# Bayesian Pythagorean Modeling – Part II

### Introduction

In Part I of this Bayesian modeling post, I introduced a Bayesian version of Bill James’ Pythagorean relationship. This model had two unknowns, the Pythagorean exponent k and the error standard deviation $\sigma$ and I described constructing a prior for (k, $\sigma$) that reflected one’s knowledge about the value of the power in James’ formula and how win/loss ratios can deviate from this formula. In this post, assuming we have a sampling model and a prior, I am going to discuss the mechanics of Bayesian learning about these parameters and predicting future response values.

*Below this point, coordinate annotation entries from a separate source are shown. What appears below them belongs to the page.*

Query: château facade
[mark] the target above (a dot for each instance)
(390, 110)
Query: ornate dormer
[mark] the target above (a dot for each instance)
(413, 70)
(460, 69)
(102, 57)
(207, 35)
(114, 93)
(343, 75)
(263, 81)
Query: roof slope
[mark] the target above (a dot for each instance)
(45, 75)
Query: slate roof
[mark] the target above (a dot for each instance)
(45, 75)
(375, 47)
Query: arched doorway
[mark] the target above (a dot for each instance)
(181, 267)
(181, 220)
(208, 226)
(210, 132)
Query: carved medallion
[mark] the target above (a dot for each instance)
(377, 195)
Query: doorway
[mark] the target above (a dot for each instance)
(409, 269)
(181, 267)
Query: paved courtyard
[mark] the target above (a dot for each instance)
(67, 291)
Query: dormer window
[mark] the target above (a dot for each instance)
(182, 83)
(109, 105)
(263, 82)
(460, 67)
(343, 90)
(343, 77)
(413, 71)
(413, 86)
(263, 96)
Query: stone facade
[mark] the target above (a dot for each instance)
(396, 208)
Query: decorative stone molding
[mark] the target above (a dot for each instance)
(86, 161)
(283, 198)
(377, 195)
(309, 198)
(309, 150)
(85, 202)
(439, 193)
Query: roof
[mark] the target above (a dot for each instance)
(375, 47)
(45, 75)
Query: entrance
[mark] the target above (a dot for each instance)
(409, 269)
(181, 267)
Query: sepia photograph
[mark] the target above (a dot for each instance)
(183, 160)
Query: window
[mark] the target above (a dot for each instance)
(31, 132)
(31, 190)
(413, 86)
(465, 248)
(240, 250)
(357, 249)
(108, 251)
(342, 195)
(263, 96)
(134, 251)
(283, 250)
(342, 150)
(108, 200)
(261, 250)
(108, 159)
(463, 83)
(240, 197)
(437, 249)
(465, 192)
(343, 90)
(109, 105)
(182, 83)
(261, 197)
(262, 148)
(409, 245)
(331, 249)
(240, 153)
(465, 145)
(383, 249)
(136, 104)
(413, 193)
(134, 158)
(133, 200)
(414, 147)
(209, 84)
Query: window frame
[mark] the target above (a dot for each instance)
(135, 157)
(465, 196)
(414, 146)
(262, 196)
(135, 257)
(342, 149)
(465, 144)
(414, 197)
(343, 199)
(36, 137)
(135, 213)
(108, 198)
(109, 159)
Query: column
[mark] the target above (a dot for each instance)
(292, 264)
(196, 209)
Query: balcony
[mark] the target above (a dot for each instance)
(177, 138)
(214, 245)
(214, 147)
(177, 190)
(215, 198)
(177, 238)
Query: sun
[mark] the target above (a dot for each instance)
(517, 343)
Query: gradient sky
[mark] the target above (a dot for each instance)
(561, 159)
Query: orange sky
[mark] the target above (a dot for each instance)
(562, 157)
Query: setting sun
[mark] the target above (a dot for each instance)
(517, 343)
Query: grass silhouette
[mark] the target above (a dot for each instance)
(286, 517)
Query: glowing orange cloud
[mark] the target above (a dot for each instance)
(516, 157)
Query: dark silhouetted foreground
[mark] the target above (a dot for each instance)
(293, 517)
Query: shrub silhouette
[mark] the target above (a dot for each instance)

Since one typically is interested in predicting wins instead of win/loss ratios, I am going to work with a slightly different version of the model where the number of team wins (in a 162-game season) follows a normal distribution where the mean is given by James’ formula, and $\sigma$ reflects the variation of the win totals about the mean.

For a prior, I will assume k is normal with mean 2 and standard deviation 0.5 and $\sigma$ is exponential with rate 1.

### Posterior

We now observe data, that is, the W and R/RA values for the 30 teams in the 2019 season, and by Bayes’ rule, we find the new or posterior probability distribution for (k, $\sigma$). The posterior density of (k, $\sigma$) is equal to (up to a proportionality constant) the product of the likelihood (the probability of the observed data viewed as a function of the parameters) and the prior. All types of inference are found by summarizing this bivariate probability distribution.

### Brute Force Calculation

A straightforward way to summarize the posterior is to find a grid of (k, $\sigma$) values that cover most of the probability. I have a R package LearnBayes that makes it easy to implement this brute-force method. One writes a function logpost2() that computes the logarithm of the posterior density of (k, $\sigma$). The arguments to this function are the vector of parameters theta and a data frame d that contains the data. Note that I’ve included both the likelihood and prior terms in this function.

logpost2 <- function(theta, d){
k <- theta[1]
sigma <- theta[2]
n_mean <- 162 * d$RR ^ k / (1 + d$RR ^ k)
sum(dnorm(d\$W, n_mean, sigma, log = TRUE)) +
dnorm(k, 2, 0.5, log = TRUE) +
dexp(sigma, 1, log = TRUE)
}


Next, by use of the gcontour() function, one finds a rectangle that covers the region where most of the probability falls. This function produces a contour plot where the contours are drawn at 10%, 1% and 0.1% of the largest posterior value and, by trial and error, I find a rectangle (specifically 1.6 < k < 2.3 and 2 < $\sigma$ < 6) that covers these three contour lines.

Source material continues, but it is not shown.